The components of Mrs Rosie Benjamin’s house wait forlornly for her return as they play and bicker with one another like lost children. Each character is expertly portrayed with the mannerisms and tics that you would expect. First is Wall, delicately played by Bethany Sheldon, elegant, straight backed and severe; fire-loving Chimney follows, played sensuously and minx-like by Jennifer Sumner and, finally, Kathryn Lowe – the gloriously stupid and warm-hearted Floor with an overly affectionate relationship with the Hoover.
As they search for their recently lost owner, an elderly biscuit tin discharges it’s contents, sending the lonesome house on a journey through memories of love, loss and happiness, expertly woven together through clown, puppetry and physical theatre. Look out in particular for the milk bottle moment and Kathryn Lowe’s wonderful gossip on the washing line. However, it is unfair to pick out any one member of cast for praise; pieces of a house function together to create a whole and this is exactly what this ensemble do with perfection.

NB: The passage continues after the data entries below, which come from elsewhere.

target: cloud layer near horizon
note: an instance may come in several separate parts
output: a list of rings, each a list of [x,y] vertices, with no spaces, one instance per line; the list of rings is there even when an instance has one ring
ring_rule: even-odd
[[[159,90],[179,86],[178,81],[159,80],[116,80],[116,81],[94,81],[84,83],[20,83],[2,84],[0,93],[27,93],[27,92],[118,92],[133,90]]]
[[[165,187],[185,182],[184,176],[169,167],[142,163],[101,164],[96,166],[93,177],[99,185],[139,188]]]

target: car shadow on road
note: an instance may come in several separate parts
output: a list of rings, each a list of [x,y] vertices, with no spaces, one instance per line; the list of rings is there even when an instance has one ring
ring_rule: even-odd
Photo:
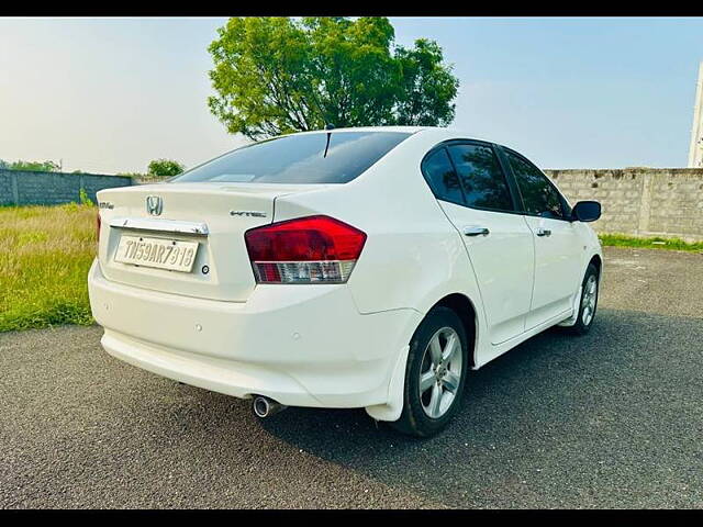
[[[549,496],[555,506],[582,506],[599,485],[607,486],[604,459],[687,462],[673,459],[663,442],[645,445],[640,438],[657,433],[652,416],[692,440],[698,435],[667,397],[677,386],[677,397],[690,392],[698,401],[701,341],[700,318],[600,310],[585,336],[553,328],[471,372],[462,411],[436,437],[401,436],[362,410],[289,408],[261,426],[388,484],[431,487],[448,504],[466,504],[470,495],[475,506],[510,506],[512,498],[535,493],[543,505]],[[669,368],[671,361],[682,369]],[[646,470],[656,478],[655,466]],[[543,471],[558,478],[535,485]],[[626,484],[623,474],[615,474],[614,487]]]

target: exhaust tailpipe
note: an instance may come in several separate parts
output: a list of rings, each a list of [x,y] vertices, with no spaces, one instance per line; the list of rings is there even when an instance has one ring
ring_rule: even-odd
[[[278,414],[287,407],[288,406],[264,395],[256,395],[254,397],[254,402],[252,403],[254,415],[256,415],[259,419],[265,419],[266,417],[270,417],[274,414]]]

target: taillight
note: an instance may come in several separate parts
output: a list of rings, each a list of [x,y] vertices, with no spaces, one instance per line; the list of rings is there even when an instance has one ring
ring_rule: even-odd
[[[244,234],[258,283],[344,283],[366,233],[330,216],[308,216]]]

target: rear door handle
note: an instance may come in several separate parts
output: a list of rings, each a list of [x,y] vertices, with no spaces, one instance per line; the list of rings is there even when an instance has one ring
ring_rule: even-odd
[[[476,225],[464,227],[465,236],[488,236],[489,232],[490,231],[487,227],[479,227]]]

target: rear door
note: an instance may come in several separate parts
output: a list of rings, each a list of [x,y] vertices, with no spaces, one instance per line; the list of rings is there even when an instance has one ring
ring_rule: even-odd
[[[502,148],[535,239],[535,283],[526,328],[567,313],[581,281],[584,245],[570,210],[556,187],[534,164]]]
[[[461,235],[491,343],[520,335],[531,304],[533,235],[492,145],[469,141],[440,145],[425,157],[423,173]]]

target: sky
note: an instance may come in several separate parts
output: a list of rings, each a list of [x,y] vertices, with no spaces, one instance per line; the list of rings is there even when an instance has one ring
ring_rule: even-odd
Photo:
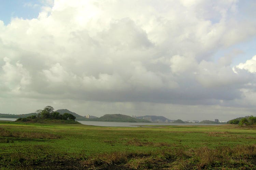
[[[0,113],[256,116],[254,0],[4,0]]]

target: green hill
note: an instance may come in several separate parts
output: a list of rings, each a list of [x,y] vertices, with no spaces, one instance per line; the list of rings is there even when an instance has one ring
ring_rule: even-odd
[[[150,121],[144,119],[139,119],[129,116],[121,114],[107,114],[99,118],[93,119],[92,120],[108,122],[150,122]]]
[[[55,111],[57,112],[59,112],[60,114],[63,115],[65,113],[69,113],[71,114],[73,116],[75,116],[76,118],[75,120],[88,120],[88,119],[86,119],[86,118],[82,116],[81,115],[80,115],[77,114],[76,114],[74,112],[72,112],[67,109],[59,109]]]
[[[27,114],[22,114],[21,115],[11,115],[10,114],[3,114],[0,113],[0,117],[4,118],[24,118],[28,116],[36,115],[35,113],[31,113]]]

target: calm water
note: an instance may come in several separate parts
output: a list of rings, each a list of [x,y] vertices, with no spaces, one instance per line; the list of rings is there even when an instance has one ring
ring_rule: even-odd
[[[1,118],[0,120],[15,121],[17,119],[14,118]],[[129,122],[98,122],[96,121],[84,121],[79,120],[78,122],[83,124],[93,125],[101,126],[108,127],[138,127],[145,125],[219,125],[221,124],[206,124],[198,123],[130,123]]]
[[[221,124],[207,124],[198,123],[130,123],[129,122],[98,122],[96,121],[78,121],[84,124],[101,126],[110,127],[138,127],[145,125],[218,125]]]
[[[17,118],[2,118],[0,117],[0,120],[10,120],[10,121],[15,121]]]

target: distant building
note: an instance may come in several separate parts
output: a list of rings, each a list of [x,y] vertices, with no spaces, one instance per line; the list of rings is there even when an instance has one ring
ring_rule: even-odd
[[[199,123],[199,121],[197,120],[187,120],[187,122],[188,123]]]

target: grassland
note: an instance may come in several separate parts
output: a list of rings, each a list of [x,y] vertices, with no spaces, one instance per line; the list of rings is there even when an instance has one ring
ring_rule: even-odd
[[[256,128],[0,122],[1,169],[256,169]]]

The production team must not be forgotten either, skilfully creating the sense of a house that creaks with emptiness and abandonment, from the raggedly simple set to Jan Bradshaw’s hauntingly shabby costumes and the brilliantly fitting soundscapes from Matthew Marks.
This is a piece of theatre that highlights the heartbreak and isolation that can come with growing older and reminds the audience that all Mrs Benjamins have a backstory full of life and colour if we care to look for it. Maison Foo appeals to grandchildren everywhere to go and find those biscuit tins before your Mrs Benjamin is lost forever.